The denial letter stated [reason given]. I believe this denial
is incorrect for the following reasons:
[Clearly state each reason with specific policy language]
I have enclosed the following additional documentation to
support my appeal:
- [List documents]
Based on the above, I respectfully request that you reconsider
this claim and process reimbursement of $[amount].
Please contact me at [phone/email] if you need additional
information.
Sincerely,
[Your name]
[Policy number]
[Contact information]
Enclosures: [List]
Tips for Success
During the Incident
- Stay calm and focus on immediate needs first
- Document everything in real-time (photos, notes)
- Get names and contact info of witnesses
- Keep all receipts, even small ones
- Contact insurer as soon as reasonably possible
During Filing
- Be thorough and organized
- Submit complete documentation sets
- Use clear, factual language
- Keep copies of everything
- Track all communications
During Processing
- Respond promptly to requests
- Follow up weekly
- Be polite but persistent
- Escalate if stuck
FAQ
Frequently Asked Questions
Related Guides
- Complete Digital Nomad Travel Insurance Guide
- Travel Insurance for Tech Gear
- Emergency Medical Evacuation Insurance
- Travel Insurance for Pre-Existing Conditions
- SafetyWing vs World Nomads vs Insured Nomads
Successful claims come from preparation and documentation.
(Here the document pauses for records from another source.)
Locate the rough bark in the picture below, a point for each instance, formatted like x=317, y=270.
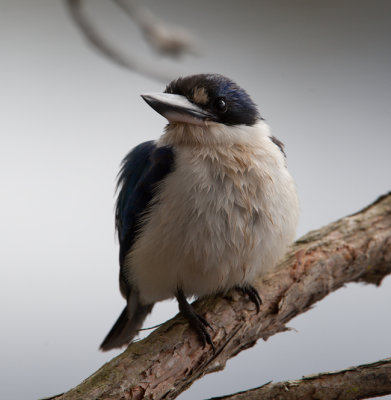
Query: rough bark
x=356, y=248
x=353, y=383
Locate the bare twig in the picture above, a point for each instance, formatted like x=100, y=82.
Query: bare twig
x=166, y=39
x=356, y=248
x=362, y=382
x=98, y=41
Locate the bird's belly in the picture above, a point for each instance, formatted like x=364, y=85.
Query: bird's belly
x=205, y=235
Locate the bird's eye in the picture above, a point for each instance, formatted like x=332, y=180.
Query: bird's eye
x=221, y=104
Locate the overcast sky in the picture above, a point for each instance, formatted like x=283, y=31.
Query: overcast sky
x=320, y=73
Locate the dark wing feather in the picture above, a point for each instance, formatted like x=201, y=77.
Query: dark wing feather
x=142, y=169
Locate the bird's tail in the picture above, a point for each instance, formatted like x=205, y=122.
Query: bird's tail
x=126, y=327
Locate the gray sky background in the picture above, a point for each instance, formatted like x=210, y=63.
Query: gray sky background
x=321, y=75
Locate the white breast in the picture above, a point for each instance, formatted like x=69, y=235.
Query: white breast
x=223, y=217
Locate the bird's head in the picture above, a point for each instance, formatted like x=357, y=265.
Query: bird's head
x=204, y=99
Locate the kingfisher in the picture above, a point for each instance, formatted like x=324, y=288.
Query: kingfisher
x=208, y=207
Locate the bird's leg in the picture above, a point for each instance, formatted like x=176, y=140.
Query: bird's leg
x=252, y=294
x=198, y=323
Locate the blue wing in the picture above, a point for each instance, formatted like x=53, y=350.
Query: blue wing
x=142, y=169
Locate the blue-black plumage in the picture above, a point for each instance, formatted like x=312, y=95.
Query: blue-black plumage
x=208, y=207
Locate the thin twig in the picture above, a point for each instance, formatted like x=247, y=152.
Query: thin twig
x=98, y=42
x=166, y=39
x=361, y=382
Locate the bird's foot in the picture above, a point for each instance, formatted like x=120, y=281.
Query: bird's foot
x=196, y=321
x=252, y=294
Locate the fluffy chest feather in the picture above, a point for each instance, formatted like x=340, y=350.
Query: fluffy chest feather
x=222, y=217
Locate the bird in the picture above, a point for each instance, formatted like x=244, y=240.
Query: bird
x=207, y=207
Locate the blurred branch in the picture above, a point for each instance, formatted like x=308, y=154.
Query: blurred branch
x=172, y=42
x=166, y=39
x=356, y=248
x=362, y=382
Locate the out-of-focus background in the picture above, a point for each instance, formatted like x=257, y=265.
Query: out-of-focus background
x=321, y=75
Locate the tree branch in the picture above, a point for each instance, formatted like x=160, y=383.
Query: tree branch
x=356, y=248
x=102, y=45
x=362, y=382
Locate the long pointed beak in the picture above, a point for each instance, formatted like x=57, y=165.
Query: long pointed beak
x=177, y=108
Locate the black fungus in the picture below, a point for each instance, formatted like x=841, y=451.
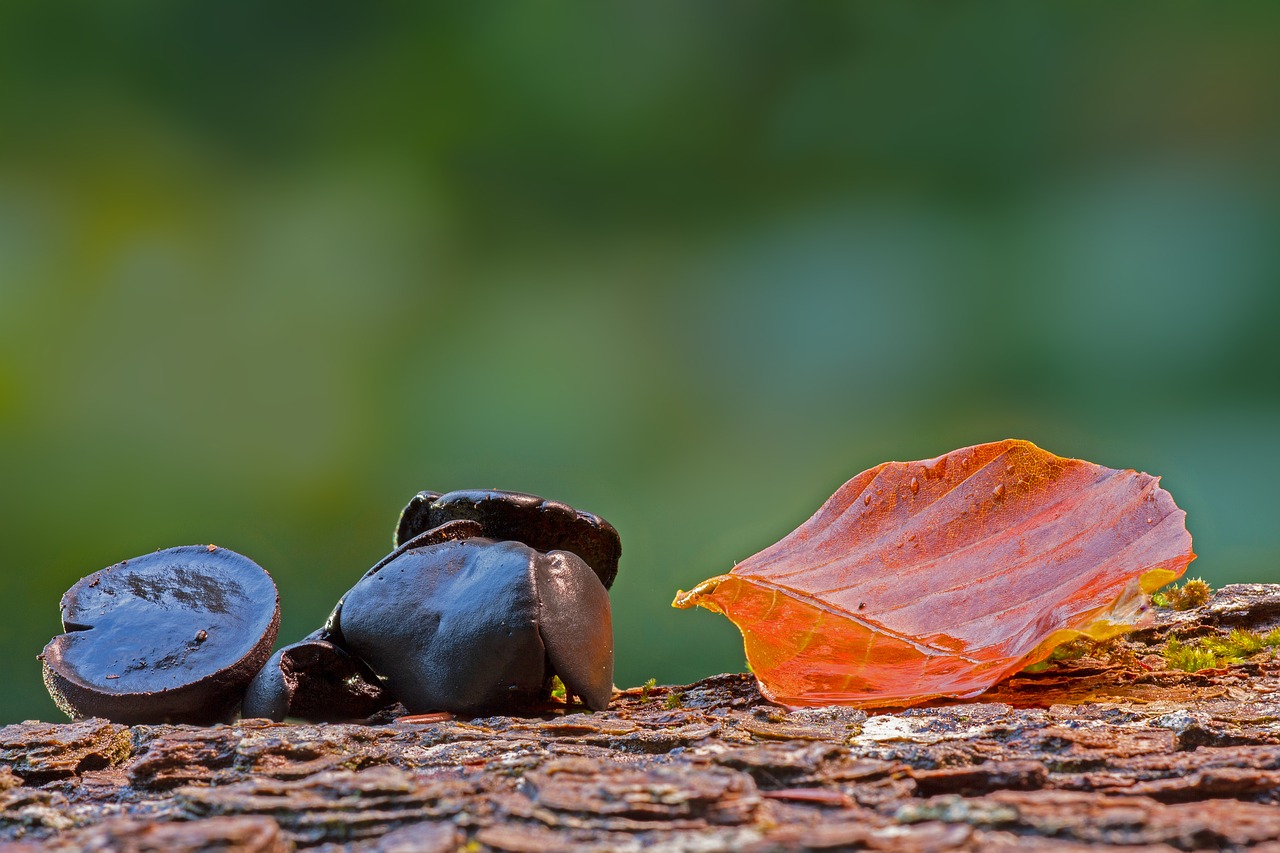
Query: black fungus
x=487, y=598
x=540, y=524
x=169, y=637
x=314, y=679
x=478, y=625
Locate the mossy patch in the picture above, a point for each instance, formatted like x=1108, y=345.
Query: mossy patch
x=1193, y=593
x=1217, y=652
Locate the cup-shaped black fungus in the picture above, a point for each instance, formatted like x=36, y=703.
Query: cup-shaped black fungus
x=476, y=625
x=169, y=637
x=540, y=524
x=315, y=680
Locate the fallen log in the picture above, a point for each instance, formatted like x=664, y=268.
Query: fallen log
x=1115, y=748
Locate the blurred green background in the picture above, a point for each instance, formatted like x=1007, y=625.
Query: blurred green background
x=266, y=269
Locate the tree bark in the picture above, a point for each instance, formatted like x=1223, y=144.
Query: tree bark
x=1112, y=749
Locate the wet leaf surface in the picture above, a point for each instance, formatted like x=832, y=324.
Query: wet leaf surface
x=942, y=576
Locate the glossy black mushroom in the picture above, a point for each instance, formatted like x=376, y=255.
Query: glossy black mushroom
x=466, y=623
x=540, y=524
x=169, y=637
x=315, y=680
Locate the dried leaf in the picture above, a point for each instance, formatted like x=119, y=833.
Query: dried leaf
x=944, y=576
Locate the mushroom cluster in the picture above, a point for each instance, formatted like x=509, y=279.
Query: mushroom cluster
x=487, y=598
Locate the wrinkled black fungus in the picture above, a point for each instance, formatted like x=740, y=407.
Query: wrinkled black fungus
x=169, y=637
x=540, y=524
x=475, y=625
x=315, y=680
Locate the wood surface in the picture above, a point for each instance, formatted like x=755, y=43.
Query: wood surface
x=1112, y=751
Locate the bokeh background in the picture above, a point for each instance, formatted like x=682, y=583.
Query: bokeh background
x=266, y=269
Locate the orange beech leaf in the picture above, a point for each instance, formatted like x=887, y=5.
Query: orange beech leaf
x=940, y=578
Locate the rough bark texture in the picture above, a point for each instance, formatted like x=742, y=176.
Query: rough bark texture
x=1107, y=751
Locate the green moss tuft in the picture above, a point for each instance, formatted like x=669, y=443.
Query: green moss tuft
x=1217, y=652
x=1193, y=593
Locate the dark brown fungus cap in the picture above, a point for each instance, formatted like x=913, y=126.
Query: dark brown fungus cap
x=169, y=637
x=540, y=524
x=476, y=625
x=315, y=680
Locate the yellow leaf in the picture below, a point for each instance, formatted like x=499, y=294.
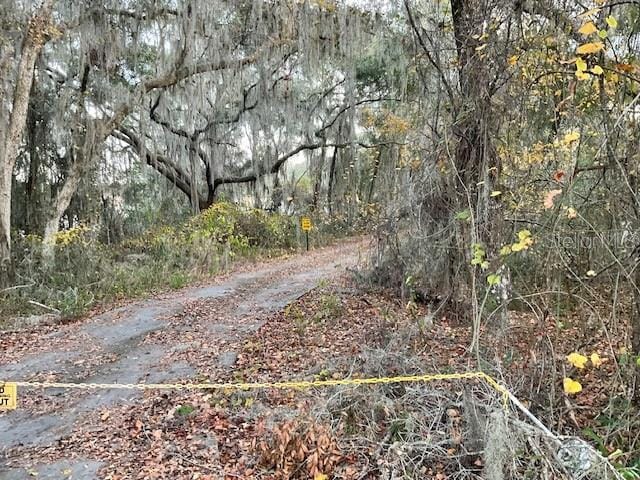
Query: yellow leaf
x=571, y=137
x=588, y=13
x=588, y=28
x=571, y=386
x=577, y=360
x=582, y=76
x=549, y=196
x=587, y=48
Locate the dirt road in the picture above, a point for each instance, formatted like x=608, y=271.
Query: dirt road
x=131, y=345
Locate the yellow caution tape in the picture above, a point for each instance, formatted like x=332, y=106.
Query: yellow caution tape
x=280, y=385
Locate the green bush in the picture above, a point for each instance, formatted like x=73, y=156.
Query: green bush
x=86, y=271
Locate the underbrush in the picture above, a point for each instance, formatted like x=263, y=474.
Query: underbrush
x=86, y=272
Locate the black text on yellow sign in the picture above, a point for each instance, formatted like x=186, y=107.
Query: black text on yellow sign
x=8, y=396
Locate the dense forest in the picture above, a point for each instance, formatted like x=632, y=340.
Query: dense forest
x=486, y=151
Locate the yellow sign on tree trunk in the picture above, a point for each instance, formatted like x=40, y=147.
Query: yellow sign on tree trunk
x=8, y=396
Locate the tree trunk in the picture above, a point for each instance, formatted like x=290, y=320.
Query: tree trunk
x=635, y=337
x=332, y=173
x=374, y=175
x=194, y=172
x=62, y=201
x=34, y=40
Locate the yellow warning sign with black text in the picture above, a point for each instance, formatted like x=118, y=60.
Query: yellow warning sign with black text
x=8, y=396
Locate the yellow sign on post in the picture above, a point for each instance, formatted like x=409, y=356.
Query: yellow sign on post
x=8, y=396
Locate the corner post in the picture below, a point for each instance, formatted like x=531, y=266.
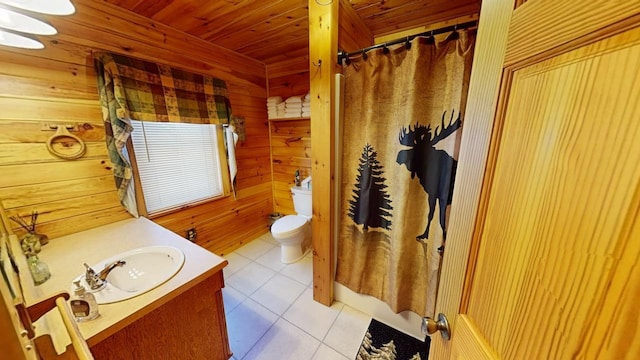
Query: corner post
x=323, y=49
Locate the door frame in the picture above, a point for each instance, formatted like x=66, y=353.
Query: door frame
x=495, y=61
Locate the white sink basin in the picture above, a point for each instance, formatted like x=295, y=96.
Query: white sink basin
x=145, y=269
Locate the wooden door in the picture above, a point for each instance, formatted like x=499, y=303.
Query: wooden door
x=553, y=237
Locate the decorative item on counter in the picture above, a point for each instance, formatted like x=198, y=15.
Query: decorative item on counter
x=83, y=304
x=38, y=269
x=32, y=240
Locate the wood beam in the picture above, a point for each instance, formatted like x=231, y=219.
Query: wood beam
x=323, y=47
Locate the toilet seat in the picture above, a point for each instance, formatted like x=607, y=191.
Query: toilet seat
x=288, y=225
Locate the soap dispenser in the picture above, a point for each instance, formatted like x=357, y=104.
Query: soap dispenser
x=83, y=304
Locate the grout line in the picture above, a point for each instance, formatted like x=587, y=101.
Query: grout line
x=306, y=286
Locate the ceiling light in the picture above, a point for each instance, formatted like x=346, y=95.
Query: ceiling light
x=12, y=20
x=51, y=7
x=21, y=41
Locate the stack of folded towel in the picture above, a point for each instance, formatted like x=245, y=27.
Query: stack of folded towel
x=293, y=107
x=275, y=107
x=306, y=105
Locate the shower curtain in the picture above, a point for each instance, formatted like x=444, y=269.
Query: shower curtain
x=403, y=116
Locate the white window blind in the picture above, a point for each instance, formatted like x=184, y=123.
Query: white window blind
x=178, y=163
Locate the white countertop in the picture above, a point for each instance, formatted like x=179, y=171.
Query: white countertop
x=65, y=257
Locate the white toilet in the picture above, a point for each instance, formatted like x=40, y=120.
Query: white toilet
x=293, y=232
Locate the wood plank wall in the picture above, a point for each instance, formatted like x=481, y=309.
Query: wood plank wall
x=290, y=151
x=58, y=85
x=292, y=77
x=290, y=139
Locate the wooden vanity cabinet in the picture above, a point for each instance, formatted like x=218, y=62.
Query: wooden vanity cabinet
x=189, y=326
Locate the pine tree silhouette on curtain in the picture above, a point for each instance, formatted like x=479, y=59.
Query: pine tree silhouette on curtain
x=370, y=200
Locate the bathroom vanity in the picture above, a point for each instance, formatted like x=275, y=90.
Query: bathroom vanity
x=182, y=318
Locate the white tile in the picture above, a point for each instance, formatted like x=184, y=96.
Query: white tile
x=271, y=259
x=231, y=298
x=284, y=341
x=246, y=324
x=278, y=293
x=301, y=271
x=236, y=262
x=269, y=238
x=250, y=278
x=326, y=353
x=347, y=331
x=311, y=316
x=255, y=249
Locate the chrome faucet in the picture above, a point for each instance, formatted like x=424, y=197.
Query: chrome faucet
x=97, y=281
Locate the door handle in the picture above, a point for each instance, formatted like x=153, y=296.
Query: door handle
x=430, y=326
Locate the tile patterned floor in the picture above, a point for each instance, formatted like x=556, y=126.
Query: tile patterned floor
x=271, y=313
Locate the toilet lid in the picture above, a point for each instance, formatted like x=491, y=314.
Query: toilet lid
x=287, y=224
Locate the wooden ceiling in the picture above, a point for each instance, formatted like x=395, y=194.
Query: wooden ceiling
x=274, y=30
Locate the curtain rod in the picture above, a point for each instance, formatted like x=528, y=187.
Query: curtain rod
x=344, y=55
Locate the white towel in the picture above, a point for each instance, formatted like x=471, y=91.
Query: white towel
x=294, y=99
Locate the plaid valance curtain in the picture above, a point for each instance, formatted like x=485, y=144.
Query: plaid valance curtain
x=141, y=90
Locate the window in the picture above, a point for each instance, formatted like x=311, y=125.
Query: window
x=178, y=163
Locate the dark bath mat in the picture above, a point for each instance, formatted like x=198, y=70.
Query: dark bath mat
x=384, y=342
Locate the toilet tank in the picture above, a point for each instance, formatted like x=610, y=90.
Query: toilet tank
x=302, y=201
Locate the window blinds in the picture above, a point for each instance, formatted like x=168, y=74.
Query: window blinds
x=178, y=163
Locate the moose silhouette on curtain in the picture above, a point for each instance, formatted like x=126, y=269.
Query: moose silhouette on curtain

Know your policy before you need it. Document your belongings before they're stolen. File promptly with complete information. And if denied, don't give up without reviewing whether an appeal is warranted.
The hassle of proper documentation during an incident is nothing compared to the frustration of a denied claim. Invest the time upfront, and your insurance will actually protect you when you need it.